🤖 AI Summary
Event cameras’ dense event representations are highly susceptible to accumulation noise, leading to elevated false-negative rates and limiting real-time robotic perception. To address this, we propose an end-to-end wavelet-Transformer hybrid detection framework: (1) we integrate a learnable wavelet transform into the backbone network for structured, adaptive denoising of event streams; (2) we design a Dynamic Reorganization Convolutional Block (DRCB) to enhance inference efficiency of the hybrid encoder; and (3) we combine the DETR decoding paradigm with TensorRT FP16 quantization for efficient deployment. Our method achieves state-of-the-art performance across three major benchmarks—DSEC, Gen1, and 1Mpx—while attaining real-time inference at 35 FPS on the NVIDIA Jetson Orin NX platform.
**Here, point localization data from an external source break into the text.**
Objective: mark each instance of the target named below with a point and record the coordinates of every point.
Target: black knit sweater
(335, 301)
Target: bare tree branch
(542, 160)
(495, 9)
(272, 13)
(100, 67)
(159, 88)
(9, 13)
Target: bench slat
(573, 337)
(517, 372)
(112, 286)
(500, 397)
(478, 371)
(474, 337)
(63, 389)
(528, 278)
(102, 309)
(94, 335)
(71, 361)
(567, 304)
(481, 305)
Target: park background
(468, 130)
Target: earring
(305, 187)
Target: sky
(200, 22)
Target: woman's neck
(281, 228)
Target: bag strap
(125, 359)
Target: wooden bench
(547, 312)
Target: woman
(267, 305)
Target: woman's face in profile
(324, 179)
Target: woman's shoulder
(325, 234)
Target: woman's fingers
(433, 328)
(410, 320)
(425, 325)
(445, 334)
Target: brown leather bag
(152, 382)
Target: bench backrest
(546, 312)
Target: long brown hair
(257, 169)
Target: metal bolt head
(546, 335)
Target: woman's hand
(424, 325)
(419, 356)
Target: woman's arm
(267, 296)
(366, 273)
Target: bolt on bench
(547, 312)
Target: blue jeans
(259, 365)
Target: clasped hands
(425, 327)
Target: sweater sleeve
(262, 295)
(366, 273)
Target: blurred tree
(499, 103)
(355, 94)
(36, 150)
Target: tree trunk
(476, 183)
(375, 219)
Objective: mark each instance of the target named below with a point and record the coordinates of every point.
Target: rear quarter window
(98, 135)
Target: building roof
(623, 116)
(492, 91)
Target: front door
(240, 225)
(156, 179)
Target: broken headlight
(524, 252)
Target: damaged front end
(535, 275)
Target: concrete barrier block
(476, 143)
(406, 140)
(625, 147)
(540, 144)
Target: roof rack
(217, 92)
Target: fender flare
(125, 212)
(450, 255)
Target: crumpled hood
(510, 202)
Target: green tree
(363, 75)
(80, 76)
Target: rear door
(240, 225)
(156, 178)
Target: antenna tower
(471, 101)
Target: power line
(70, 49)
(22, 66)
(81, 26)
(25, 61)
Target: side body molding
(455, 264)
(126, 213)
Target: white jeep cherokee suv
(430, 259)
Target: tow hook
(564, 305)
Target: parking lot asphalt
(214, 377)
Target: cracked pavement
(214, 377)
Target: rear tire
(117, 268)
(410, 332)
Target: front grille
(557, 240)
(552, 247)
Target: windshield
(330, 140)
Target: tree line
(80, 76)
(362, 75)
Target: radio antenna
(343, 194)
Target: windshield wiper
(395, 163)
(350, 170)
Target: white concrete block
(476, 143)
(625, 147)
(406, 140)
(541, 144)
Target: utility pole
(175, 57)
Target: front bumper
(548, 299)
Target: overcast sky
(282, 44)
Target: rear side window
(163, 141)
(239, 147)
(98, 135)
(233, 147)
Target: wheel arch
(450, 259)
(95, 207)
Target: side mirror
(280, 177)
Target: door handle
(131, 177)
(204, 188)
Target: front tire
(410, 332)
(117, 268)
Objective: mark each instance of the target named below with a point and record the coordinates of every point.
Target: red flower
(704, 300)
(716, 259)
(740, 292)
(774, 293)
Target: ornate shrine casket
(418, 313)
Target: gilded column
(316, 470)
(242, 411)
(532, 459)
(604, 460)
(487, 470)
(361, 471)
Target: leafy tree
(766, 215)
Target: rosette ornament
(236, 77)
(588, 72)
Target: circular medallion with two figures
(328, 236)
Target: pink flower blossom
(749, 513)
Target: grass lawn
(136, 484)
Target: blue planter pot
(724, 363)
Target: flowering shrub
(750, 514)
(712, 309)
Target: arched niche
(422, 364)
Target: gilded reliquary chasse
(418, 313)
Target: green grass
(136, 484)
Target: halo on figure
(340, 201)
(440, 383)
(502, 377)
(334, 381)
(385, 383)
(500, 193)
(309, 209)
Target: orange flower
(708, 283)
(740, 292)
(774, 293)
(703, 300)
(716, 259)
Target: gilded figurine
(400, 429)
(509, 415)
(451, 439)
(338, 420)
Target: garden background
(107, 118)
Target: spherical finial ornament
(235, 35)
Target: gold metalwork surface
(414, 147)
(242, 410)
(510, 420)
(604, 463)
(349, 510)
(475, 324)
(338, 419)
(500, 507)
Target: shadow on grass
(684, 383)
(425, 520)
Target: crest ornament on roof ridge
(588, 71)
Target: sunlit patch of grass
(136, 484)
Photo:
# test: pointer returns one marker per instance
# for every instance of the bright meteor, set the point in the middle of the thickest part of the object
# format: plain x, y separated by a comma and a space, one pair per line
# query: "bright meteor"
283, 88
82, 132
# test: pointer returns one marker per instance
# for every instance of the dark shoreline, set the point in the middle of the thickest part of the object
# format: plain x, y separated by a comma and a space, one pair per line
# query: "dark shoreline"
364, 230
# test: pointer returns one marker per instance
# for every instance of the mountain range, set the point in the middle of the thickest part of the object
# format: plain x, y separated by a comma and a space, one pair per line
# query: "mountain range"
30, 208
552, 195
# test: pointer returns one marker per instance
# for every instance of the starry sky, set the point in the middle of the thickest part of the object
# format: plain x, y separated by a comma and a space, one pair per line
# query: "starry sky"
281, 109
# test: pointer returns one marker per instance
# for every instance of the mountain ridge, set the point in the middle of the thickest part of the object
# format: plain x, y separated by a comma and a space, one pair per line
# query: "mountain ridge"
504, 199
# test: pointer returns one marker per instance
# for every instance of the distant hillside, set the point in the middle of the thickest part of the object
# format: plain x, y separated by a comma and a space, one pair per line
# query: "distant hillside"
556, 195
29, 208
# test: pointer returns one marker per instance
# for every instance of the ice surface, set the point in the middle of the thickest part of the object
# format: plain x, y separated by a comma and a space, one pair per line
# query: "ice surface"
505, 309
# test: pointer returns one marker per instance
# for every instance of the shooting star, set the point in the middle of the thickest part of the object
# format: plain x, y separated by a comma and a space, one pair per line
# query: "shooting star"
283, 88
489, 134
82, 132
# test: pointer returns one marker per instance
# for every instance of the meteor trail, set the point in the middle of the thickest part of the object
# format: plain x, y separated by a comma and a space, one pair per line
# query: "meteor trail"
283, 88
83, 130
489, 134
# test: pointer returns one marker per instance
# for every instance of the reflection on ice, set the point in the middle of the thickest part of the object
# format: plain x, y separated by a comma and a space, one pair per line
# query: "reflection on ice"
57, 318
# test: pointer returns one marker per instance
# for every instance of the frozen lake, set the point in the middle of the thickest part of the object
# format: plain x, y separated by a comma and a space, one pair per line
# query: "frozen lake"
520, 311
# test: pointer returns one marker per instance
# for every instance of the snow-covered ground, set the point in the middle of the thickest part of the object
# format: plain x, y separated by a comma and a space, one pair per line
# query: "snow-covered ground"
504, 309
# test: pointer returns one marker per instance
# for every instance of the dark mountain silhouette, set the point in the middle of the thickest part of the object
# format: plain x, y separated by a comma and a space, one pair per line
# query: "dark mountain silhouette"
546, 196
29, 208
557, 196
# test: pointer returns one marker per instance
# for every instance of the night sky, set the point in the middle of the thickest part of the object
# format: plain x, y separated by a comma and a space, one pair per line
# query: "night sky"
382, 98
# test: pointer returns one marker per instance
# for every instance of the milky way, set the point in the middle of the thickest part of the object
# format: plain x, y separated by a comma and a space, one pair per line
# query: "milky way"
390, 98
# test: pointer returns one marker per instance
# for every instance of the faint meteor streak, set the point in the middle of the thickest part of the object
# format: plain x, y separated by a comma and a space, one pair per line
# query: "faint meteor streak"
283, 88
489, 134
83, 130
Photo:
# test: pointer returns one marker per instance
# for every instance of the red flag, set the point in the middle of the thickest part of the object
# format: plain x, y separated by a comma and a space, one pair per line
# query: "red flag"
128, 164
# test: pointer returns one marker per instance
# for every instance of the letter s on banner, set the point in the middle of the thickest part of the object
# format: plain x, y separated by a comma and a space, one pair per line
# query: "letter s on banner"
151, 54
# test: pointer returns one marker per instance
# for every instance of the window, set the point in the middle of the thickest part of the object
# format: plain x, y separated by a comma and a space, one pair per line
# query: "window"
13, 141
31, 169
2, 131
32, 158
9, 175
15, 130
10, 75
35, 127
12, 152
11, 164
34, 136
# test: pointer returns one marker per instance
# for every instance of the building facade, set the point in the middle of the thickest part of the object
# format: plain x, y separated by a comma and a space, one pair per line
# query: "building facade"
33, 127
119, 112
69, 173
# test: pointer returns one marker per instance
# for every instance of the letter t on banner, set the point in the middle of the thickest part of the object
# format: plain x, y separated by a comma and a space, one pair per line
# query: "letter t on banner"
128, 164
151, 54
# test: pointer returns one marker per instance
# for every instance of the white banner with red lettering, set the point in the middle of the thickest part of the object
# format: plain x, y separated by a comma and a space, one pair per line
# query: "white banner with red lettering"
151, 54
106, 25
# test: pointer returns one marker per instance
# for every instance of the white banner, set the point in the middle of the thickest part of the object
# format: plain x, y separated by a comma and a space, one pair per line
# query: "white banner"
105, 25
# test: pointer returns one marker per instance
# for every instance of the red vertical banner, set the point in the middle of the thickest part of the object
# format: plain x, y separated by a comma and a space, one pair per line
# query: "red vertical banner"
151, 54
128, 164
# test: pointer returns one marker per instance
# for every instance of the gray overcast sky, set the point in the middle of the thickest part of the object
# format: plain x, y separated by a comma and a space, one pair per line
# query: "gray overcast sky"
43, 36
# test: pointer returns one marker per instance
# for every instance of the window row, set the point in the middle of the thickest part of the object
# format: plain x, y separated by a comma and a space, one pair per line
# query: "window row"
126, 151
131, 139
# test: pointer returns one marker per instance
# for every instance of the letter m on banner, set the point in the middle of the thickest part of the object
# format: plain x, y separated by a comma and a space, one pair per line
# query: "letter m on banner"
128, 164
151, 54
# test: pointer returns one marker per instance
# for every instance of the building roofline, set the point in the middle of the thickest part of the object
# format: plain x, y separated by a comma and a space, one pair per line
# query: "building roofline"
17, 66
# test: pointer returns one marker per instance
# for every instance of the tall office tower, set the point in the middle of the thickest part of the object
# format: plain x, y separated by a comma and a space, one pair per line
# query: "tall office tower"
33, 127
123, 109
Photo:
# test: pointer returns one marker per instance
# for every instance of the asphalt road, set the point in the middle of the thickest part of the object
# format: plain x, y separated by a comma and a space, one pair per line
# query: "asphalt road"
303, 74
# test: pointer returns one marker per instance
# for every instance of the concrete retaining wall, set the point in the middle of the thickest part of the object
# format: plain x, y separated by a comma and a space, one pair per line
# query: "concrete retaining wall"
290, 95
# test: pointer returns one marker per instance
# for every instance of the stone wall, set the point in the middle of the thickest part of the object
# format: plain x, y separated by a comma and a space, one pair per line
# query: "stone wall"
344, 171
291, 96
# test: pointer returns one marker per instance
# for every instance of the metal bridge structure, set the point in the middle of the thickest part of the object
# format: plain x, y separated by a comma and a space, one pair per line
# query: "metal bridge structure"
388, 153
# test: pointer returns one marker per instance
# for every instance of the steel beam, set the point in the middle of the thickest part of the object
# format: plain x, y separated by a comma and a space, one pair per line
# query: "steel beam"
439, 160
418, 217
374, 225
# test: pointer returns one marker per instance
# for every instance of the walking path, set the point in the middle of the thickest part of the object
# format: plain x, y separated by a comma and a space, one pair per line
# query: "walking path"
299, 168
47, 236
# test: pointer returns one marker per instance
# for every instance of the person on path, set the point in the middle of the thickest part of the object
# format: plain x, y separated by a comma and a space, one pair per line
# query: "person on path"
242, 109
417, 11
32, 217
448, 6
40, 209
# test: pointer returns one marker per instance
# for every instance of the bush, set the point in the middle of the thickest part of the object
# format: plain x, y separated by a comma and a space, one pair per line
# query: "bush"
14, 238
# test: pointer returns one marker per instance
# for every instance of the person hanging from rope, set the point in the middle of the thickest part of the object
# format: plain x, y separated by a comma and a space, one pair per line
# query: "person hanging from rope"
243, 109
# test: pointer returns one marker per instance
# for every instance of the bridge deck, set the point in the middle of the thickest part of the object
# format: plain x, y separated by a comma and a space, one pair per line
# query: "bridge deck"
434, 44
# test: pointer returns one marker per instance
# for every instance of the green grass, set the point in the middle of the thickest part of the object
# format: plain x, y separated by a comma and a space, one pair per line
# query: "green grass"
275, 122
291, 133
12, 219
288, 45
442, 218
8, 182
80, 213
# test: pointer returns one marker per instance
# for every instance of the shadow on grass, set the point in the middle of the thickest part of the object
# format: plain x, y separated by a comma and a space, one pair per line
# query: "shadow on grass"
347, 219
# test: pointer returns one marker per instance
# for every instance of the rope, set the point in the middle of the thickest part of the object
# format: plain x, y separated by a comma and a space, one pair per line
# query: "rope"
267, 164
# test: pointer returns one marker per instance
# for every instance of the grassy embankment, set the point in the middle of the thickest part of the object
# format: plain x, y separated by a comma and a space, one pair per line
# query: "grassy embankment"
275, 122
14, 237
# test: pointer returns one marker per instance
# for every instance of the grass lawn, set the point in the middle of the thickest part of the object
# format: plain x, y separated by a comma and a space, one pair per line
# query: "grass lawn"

It significantly improves both noise robustness and deployment efficiency without compromising detection accuracy.
📝 Abstract
Previous studies on event camera sensing have demonstrated certain detection performance using dense event representations. However, the accumulated noise in such dense representations has received insufficient attention, which degrades the representation quality and increases the likelihood of missed detections. To address this challenge, we propose the Wavelet Denoising-enhanced DEtection TRansformer, i.e., WD-DETR network, for event cameras. In particular, a dense event representation is presented first, which enables real-time reconstruction of events as tensors. Then, a wavelet transform method is designed to filter noise in the event representations. Such a method is integrated into the backbone for feature extraction. The extracted features are subsequently fed into a transformer-based network for object prediction. To further reduce inference time, we incorporate the Dynamic Reorganization Convolution Block (DRCB) as a fusion module within the hybrid encoder. The proposed method has been evaluated on three event-based object detection datasets, i.e., DSEC, Gen1, and 1Mpx. The results demonstrate that WD-DETR outperforms tested state-of-the-art methods. Additionally, we implement our approach on a common onboard computer for robots, the NVIDIA Jetson Orin NX, achieving a high frame rate of approximately 35 FPS using TensorRT FP16, which is exceptionally well-suited for real-time perception of onboard robotic systems.